It’s a sentiment that Rose understands all too well. She recalls meeting one of her close friends, Linda, for the first time at one of the band’s shows in Coventry, England in 2013, while toting an assortment of baked goods. “I made a huge round of cupcakes to give out to everyone waiting in line,” she remembers. “That’s how Linda and I bonded—over our love for Muse and cake.”
Her story demonstrates that the bonds forged at a live show aren’t relegated to what happens inside of the venue. In fact, it’s the ancillary moments, like waiting in the line in hopes of nabbing a spot just feet from the stage, where the fellowship between fans shines most bright. Hannah Chandisingh recognized early in her music fandom how special the spirit of queue culture can be. “I got there really early and had no stuff with me. It was freezing cold,” she says. “There were a bunch of people in the queue with me in a couple of sleeping bags and they were just like, ‘Get in. Just get in the sleeping bag. I’m going to go buy you a hot chocolate.’ They just absorbed me, and I’ve been friends with them all ever since.”
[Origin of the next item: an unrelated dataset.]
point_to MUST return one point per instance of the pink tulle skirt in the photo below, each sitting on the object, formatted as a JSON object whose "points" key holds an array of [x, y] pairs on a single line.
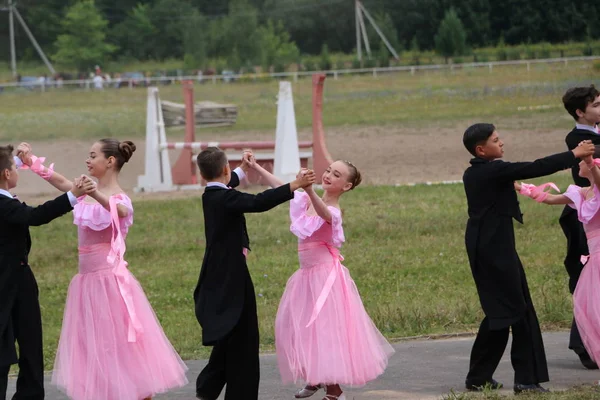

With the fan-centric approach that Muse brings to their music and shows, it comes as no surprise that these bonds are the result. “The fans are everything,” front man Matt Bellamy retorts. “That’s the whole entire reason why we do this.” As cliché as that might sound to some, if you’ve ever seen Muse play live, watched any of their interviews or had the pleasure of meeting them in person, you’ll know that what Bellamy says is true.
Those moments between Muse fans—or “Musers” as they are sometimes called—have also been known to transcend the physical world, with some of them connecting through a series of online message boards that predate social media. Most members of the community fall in love with a Muse song that speaks to them, but for Danny Yeates, the seeds of his fandom were cultivated on these same message boards before he was even familiar with the music. “I started building new relationships with people and started to get insights into a band I had never heard before,” he explains. “I’ve made a lot of friends in real life from joining that message board.”
Proclaiming “there’s nothing like the sense of community,” that Muse fandom brings, Yeates says there were people on the message board who became “gig buddies” and later ended up even getting married. One such fan was Chandisingh, who says she fell in love with her now husband after he “dropped everything” to help her score some tickets for one of the band’s shows in Manchester.
Chandisingh invited her future husband to attend the show with her and it was there that the foundation of their union was laid. “I explained that we needed to get there at 2:00am to get a place at the front of the stage. It was that queue experience and really special show where we fell in love and the rest is history.”
The band’s longtime friend Tom Kirk often questions whether the trio fully grasps the extent of their impact. “I don’t think they fully understand what they’ve done with the Muse community,” he says. “[It’s hard to quantify] how many amazing moments and times and memories that they’ve created for people.”
A collective love for the band is what brings Musers together across the globe, but it’s the special moments that they share amongst themselves that underscore the value of the community they’ve cultivated. In some cases, these bonds can take precedence over the fun of belting the lyrics to your favorite song from Black Holes and Revelations. As Rose tells it, the music is what brings you to the clubhouse but the connections are what makes it feel like a lifelong home. “For me Muse is all about the friendships and the gigs are the icing on the cake,” she says. “[Because of this community], wherever I go in the world I know I am going to have friends there.”